Sanitary sewer rates will rise 3 percent on July 1 as a result of action taken last year by the council.
And the proposed water system budget for 2013-2014 envisions a 2.5 percent rate increase.
Council members reviewed proposed budgets for the water and sanitary sewer systems as they began working on the budget for the fiscal year that begins July 1, 2013, and ends June 30, 2014. The budget must be approved by mid-March to comply with state law.
Sanitary sewer system
The proposed budget for the sanitary sewer system is $8,522,297.
That's a hefty increase from the current budget of $6,254,639.

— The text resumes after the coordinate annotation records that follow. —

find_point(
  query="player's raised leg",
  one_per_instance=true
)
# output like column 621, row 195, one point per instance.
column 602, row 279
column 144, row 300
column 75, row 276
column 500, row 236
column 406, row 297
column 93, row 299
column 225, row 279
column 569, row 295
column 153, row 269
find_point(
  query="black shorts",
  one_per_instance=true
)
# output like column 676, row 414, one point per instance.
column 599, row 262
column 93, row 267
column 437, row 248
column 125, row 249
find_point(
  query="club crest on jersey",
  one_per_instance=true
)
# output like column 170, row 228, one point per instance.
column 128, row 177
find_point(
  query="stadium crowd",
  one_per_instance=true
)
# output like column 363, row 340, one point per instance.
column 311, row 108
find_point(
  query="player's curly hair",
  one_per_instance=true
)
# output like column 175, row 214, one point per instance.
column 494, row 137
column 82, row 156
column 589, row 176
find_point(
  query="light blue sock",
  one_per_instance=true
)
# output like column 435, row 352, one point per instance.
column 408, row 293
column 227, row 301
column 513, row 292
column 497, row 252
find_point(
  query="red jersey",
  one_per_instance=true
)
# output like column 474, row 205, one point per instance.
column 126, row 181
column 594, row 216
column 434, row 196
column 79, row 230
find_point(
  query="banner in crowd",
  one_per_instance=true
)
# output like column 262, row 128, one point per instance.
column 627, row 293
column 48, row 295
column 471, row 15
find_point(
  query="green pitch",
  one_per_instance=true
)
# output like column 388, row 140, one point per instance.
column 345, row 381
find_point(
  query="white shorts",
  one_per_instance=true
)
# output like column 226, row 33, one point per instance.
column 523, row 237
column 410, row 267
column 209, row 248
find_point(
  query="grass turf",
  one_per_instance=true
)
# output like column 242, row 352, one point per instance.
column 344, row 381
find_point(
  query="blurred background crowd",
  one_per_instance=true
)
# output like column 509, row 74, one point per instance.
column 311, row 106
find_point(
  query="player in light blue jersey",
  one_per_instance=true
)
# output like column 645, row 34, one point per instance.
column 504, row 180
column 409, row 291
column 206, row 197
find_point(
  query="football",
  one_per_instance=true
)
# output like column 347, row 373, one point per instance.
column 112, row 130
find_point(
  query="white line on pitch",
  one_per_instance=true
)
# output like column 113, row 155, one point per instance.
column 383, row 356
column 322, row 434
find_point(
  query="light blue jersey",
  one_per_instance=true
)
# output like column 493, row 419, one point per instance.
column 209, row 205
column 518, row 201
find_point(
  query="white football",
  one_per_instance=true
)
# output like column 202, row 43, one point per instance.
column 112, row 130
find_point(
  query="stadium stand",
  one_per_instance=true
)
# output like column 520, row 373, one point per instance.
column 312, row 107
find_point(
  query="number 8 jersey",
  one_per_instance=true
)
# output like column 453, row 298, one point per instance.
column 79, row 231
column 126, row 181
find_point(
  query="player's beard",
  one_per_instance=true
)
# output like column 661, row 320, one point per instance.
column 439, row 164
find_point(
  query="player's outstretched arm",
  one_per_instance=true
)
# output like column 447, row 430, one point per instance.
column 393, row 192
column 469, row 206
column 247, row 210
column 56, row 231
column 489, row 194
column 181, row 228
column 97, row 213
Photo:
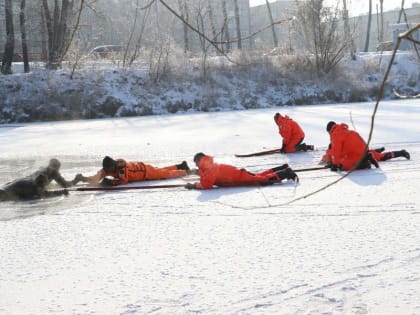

The cost of operating the wastewater treatment plant at 1801 Ave. B to handle the sewage from the Cargill and CJ Bio America plants accounts for much of the increase.
Jeff DuPont, the vice president of USW Utility Group, the company that operates the plant, said a second shift will begin working there.
He told the council that the company plans to hire five more people, including two plant operators, a mechanic, an industrial pretreatment coordinator who will work with some local businesses on wastewater treatment issues, and a laboratory technician.
He added that an additional $200,000 worth of treatment chemicals will have to be purchased.
Water system budget
The proposed water system budget is $6,806,196.
That's well up from the current budget of $4,839,468.
City Manager David Fierke said the electricity bill at the John W. Pray Water Facility on Phinney Park Drive is expected to double to $600,000 annually.
The spending plan includes $183,400 to operate a booster pump station at the North Central Ag Industrial Park. It also has $100,000 for well maintenance.
Water revenue will be used to pay for two light duty trucks, according to the budget proposal.